Mumbai: Tulun Terence Chen, owner of the iconic Chinese restaurant Kamling who passed away on June 8, was buried on Friday. The restaurateur was 77 years old.
Kamling, the iconic restaurant in Churchgate, which opened in the 1930s, became Chen’s restaurant by serendipity.
The story goes that Chen, the son of a renowned Mumbai dentist, happened to see an elderly Chinese man get knocked down by a cab somewhere near Chhatrapati Shivaji Terminus Station. Chen rushed the injured man to a hospital and, after he had healed, Chen learned that the man was Tham Monyin, owner of Kamling restaurant. Monyin at the time — this happened in 1967, when India and China were at war — was trying to find a way to move to Hong Kong, according to a report in The Indian Quarterly. Chen, who was then a teenager, rallied his friends and raised a few thousand rupees to help the beleaguered restaurateur out. About a year after the man’s departure, Chen received a letter from a lawyer’s office in Hong Kong informing him of the demise of the gentleman and of the fact that he had left Kamling to Chen in his will.

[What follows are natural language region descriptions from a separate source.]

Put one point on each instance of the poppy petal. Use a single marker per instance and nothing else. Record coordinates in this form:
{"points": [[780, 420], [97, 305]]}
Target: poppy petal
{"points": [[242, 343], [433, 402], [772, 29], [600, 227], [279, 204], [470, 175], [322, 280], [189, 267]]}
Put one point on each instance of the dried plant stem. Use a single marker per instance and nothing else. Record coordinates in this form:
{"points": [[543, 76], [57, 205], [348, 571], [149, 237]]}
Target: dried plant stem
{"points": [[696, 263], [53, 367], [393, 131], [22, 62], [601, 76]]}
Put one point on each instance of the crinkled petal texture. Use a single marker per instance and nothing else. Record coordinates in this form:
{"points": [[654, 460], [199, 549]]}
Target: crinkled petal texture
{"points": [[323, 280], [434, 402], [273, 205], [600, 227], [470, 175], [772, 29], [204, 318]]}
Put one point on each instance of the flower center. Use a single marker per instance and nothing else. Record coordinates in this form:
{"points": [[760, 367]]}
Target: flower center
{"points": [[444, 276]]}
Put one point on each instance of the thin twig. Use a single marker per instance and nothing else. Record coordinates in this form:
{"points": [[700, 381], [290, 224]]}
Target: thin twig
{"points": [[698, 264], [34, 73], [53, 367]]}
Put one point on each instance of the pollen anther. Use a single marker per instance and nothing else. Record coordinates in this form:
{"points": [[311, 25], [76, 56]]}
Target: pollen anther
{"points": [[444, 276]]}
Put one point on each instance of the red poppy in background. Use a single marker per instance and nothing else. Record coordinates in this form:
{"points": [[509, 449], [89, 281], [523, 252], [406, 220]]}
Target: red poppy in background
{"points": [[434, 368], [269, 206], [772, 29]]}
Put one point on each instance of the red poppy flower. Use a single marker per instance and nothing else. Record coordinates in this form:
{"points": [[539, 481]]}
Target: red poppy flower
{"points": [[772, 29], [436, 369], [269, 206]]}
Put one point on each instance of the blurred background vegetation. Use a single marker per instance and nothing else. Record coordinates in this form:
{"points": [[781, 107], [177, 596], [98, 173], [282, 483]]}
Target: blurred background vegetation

Chen’s father suggested that he partner with the Thams who owned the Mandarin restaurant in Colaba. Kamling was thus re-opened by the two families in the 1960s and together, they built it into an iconic restaurant. Henry Tham, the patriarch of the family, passed away last October; his sons Ryan and Keenen continue to run a range of famous restaurants in the city.

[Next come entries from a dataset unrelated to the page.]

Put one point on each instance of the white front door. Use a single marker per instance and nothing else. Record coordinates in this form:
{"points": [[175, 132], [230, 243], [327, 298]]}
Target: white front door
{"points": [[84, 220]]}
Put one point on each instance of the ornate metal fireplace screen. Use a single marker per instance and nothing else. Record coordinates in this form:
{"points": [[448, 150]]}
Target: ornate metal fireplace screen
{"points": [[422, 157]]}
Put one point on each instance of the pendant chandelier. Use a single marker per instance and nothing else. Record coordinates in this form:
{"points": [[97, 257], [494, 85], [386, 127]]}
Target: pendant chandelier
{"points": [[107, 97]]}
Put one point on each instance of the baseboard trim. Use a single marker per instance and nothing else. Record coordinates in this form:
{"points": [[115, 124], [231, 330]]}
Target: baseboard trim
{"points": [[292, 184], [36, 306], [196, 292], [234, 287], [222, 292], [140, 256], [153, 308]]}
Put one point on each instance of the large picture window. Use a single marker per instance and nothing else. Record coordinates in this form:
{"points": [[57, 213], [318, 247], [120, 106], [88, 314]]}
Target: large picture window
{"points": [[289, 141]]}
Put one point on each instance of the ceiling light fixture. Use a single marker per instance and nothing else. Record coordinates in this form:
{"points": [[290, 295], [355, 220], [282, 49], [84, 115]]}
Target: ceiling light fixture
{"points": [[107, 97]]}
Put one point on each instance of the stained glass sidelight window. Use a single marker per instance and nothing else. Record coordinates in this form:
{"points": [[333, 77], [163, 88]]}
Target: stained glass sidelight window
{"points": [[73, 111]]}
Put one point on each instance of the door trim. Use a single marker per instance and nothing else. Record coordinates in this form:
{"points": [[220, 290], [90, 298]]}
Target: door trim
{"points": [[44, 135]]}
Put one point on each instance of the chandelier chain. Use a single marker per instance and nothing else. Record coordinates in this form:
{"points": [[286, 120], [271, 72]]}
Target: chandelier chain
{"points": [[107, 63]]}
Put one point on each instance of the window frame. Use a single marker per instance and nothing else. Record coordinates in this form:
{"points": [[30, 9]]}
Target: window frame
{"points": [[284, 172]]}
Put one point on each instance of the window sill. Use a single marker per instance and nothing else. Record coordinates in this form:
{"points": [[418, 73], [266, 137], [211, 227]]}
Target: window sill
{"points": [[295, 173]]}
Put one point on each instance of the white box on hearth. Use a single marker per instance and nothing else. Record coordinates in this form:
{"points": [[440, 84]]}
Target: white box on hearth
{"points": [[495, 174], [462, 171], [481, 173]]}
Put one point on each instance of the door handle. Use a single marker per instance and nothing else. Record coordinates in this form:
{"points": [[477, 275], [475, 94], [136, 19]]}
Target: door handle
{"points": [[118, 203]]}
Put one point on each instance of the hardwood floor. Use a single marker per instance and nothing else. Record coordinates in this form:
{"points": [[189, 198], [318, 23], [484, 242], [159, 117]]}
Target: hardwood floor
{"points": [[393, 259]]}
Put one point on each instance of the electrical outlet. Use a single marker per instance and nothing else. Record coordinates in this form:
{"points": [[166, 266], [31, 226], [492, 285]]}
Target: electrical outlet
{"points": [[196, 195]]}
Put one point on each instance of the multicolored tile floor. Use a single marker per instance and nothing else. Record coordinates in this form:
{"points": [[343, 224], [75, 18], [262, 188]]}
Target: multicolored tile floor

Back in the 1980s and early 1990s, Kamling’s ethnic interiors — tasselled lanterns, bamboo paintings and Shou-symbol frieze — were as familiar to city folk as its sounds and scents.
“I remember enjoying more than a few Sunday lunches there with friends,” said Cuffe-Parade resident, Chandru Daswani, who grew up in a building next to Kamling and remembers the aroma of the food surrounding his games of gully cricket. “Everyone had their favourite dishes at Kamling because they’d visit it so often,” Daswani said, adding that it was near impossible to get a table at lunchtime even on a weekday.
The buzz died down over the decades and the menu changed slightly, but even a couple of years before it shuttered in 2019, the place had its regulars. It remained the city’s quintessential family restaurant —large joint families enjoyed their weekend outing there till the very end.
For many, the must-have dishes included the Chow Mein, dumplings and the roasted pork noodle soup. Other hot favourites included the staples: sweet corn soup, spring rolls and wontons and the signature Peking Fish.
“The food was authentic, unlike the Indo-Chinese dishes at other Chinese restaurants in Bombay,” said businessman Jayant Sanghvi, 66.
Restaurateur-chef Nitin Mongia’s family was one of those that frequented the property in the 1980. “[The owners] were usually around, keeping an eye on things,” Mongia said. Chen’s brother, Hsinchu, also managed the place in the 1980s.
After Kamling shut down, it was revamped and transformed into Foo, an Asian tapas bar that is run by the Tham brothers. The next generation of Chens are partners.